Zsófia Keresztes
About the artist
Zsófia Keresztes (b. 1985, Budapest) is a sculptor and installation artist who lives and works in Budapest, Hungary. She studied painting at the Hungarian University of Fine Arts, graduating in 2010, though her practice soon expanded to include textile and paper objects, leading to the multidimensional sculptural language she is recognised for today.
Keresztes creates large-scale sculptural works and immersive installations that straddle the boundaries between virtual and real identities. Her works are characterised by their pastel hues of light blue, beige, coral, and pink, evoking both actual and imagined bodies with a sensual yet otherworldly presence. Despite their monumental scale, these sculptures maintain an openness and porousness, linking disparate forms into precarious chains full of associative potential and structural insubordination. They transform sites into imagined worlds populated by part-objects and bodily attachments, reflecting her interest in digital aesthetics, psychological references, and the aesthetics of trash.
Her stylistic language combines elements reminiscent of fictional tribal cultures spanning across ages, Art Nouveau’s intricate mosaics, and the dreamlike distortions of Surrealism. This hybrid visual vocabulary underpins her exploration of sensuality, vulnerability, fragmentation, and the dualities of contemporary existence.
In recognition of her distinctive vision, Keresztes was chosen to represent Hungary at the 59th Venice Biennale (2022), where her installation garnered international acclaim. Her solo exhibitions include KÖNIG GALERIE, Berlin (2023); Ludwig Museum, Budapest (2022); Venice Biennale, Hungarian Pavilion (2022); Elijah Wheat Showroom, Brooklyn, New York (2020); and Karlin Studios, Prague (2020), among others.
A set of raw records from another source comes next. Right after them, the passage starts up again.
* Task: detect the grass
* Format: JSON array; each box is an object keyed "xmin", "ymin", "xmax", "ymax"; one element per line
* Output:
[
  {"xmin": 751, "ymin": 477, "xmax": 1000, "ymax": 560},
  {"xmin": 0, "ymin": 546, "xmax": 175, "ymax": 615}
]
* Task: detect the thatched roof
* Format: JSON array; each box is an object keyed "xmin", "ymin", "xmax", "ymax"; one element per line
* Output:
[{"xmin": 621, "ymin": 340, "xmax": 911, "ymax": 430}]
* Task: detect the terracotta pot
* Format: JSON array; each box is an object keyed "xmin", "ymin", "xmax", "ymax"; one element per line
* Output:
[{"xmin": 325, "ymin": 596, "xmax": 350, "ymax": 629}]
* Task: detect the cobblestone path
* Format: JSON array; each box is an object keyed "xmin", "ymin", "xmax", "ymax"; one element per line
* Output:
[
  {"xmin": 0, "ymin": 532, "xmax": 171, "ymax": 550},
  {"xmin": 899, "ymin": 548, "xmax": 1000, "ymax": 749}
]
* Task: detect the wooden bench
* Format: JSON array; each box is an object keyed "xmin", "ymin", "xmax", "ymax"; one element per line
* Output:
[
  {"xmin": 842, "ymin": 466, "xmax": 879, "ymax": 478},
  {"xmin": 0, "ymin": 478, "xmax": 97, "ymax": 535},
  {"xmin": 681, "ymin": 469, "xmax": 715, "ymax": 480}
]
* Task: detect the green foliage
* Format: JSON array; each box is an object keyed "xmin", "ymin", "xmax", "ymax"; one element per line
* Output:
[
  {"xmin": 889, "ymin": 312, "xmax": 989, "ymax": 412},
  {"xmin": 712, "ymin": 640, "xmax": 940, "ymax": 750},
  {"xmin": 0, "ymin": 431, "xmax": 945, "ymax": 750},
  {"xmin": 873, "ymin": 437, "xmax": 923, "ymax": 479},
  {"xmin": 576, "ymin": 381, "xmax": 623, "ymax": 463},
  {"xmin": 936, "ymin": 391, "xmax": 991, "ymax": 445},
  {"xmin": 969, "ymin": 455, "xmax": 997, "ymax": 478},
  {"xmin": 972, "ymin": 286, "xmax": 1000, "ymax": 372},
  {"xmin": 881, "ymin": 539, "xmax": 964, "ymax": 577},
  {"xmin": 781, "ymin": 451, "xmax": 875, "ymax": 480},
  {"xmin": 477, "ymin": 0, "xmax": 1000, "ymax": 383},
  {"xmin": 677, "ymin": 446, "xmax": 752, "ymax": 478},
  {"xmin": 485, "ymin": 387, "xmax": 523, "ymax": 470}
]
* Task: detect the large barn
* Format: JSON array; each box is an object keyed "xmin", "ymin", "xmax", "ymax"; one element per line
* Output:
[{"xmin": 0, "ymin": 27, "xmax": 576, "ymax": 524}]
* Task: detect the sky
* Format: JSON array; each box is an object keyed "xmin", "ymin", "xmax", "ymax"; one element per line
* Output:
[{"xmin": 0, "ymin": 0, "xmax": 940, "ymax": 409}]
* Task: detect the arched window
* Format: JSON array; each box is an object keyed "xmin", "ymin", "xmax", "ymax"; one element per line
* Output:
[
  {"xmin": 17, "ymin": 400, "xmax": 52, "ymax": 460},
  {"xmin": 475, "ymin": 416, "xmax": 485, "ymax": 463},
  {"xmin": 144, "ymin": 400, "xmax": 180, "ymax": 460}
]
Her work has also featured in significant group exhibitions at Pera Museum, Istanbul (2023); Umetnostna Galerija Maribor, Slovenia (2023); Centre Pompidou-Metz; Baltic Triennial 14 (both 2022); the 34th Ljubljana Biennale (2021); and the 15th Lyon Biennale (2019).
Over the past decade, Zsófia Keresztes has become one of the most internationally known and exhibited Hungarian artists of her generation, transforming sculptural practice into a poetic encounter with intimacy, digital identity, and collective memory.